Compute descriptive statistics for the collaboration network

cg_users = len(users)
cg_pages = len(pages)
cg_edges = collab_g.number_of_edges()

print("There are {0} pages, {1} users, and {2} edges in the collaboration network.".format(cg_users,cg_pages,cg_edges))
cg_density = nx.bipartite.density(collab_g,pages)
print('{0:.2%} of the possible edges actually exist.'.format(cg_density))
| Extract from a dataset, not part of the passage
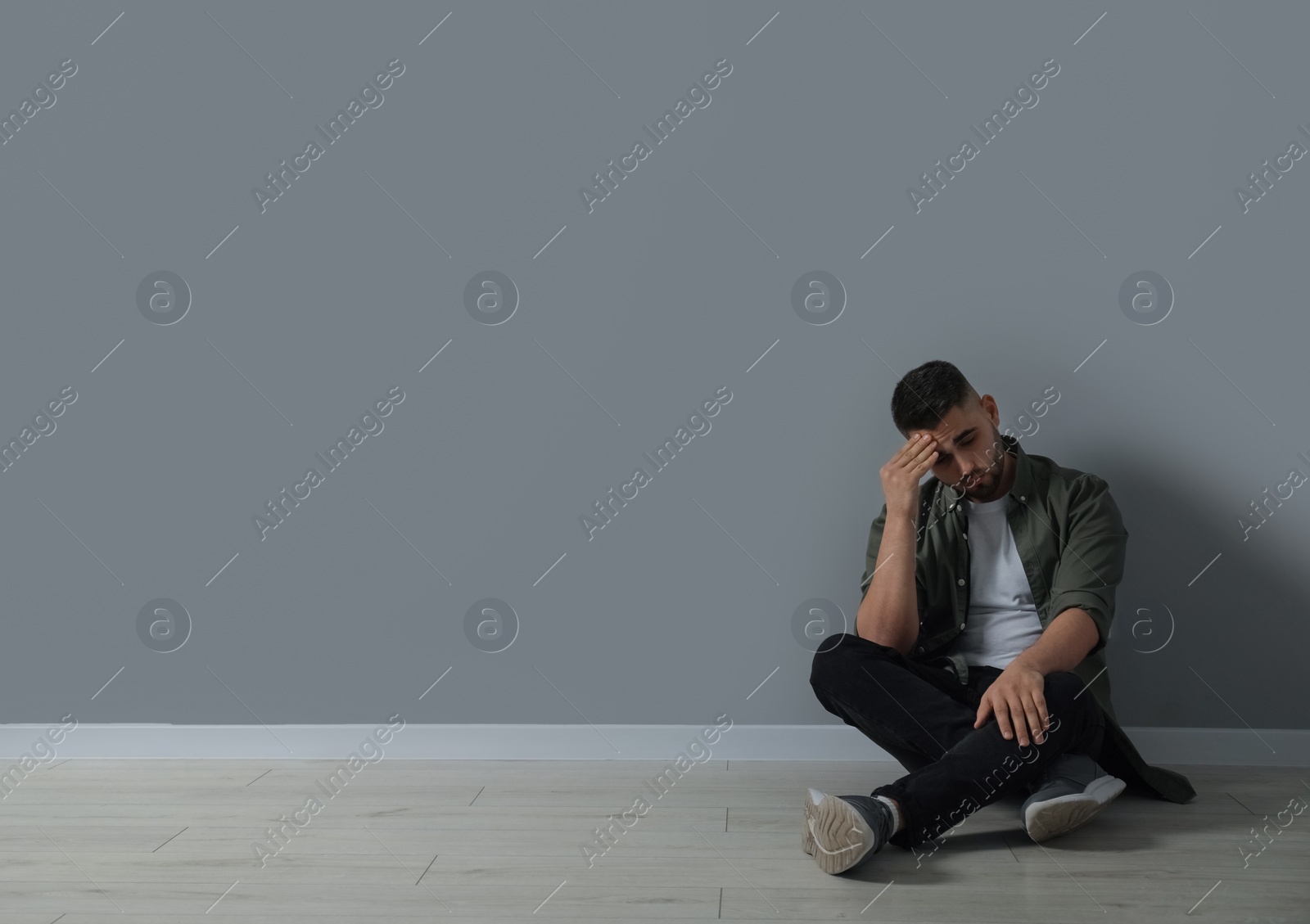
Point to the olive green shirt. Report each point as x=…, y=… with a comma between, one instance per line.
x=1072, y=542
Identify the most well-connected nodes

cg_in_degree_d = {node:int(centrality*(len(collab_g) - 1)) for node,centrality in nx.in_degree_centrality(collab_g).items()}
cg_out_degree_d = {node:int(centrality*(len(collab_g) - 1)) for node,centrality in nx.out_degree_centrality(collab_g).items()}
cg_degree_df = pd.DataFrame({'In':cg_in_degree_d,'Out':cg_out_degree_d})
cg_degree_df['In'].sort_values(ascending=False).head(10)
cg_degree_df['Out'].sort_values(ascending=False).head(10)
in_degree_dist_df = cg_degree_df['In'].value_counts().reset_index()
out_degree_dist_df = cg_degree_df['Out'].value_counts().reset_index()
revision_dist_df = hyperlink_g_edgelist_df['weight'].value_counts().reset_index()

f,ax = plt.subplots(1,1)
in_degree_dist_df.plot.scatter(x='index',y='In',ax=ax,c='blue',label='Page')
out_degree_dist_df.plot.scatter(x='index',y='Out',ax=ax,c='red',label='Editor')
revision_dist_df.plot.scatter(x='index',y='weight',ax=ax,c='green',label='Weight')
ax.set_xscale('symlog')
ax.set_yscale('symlog')
ax.set_xlim((0,1e3))
ax.set_ylim((0,1e5));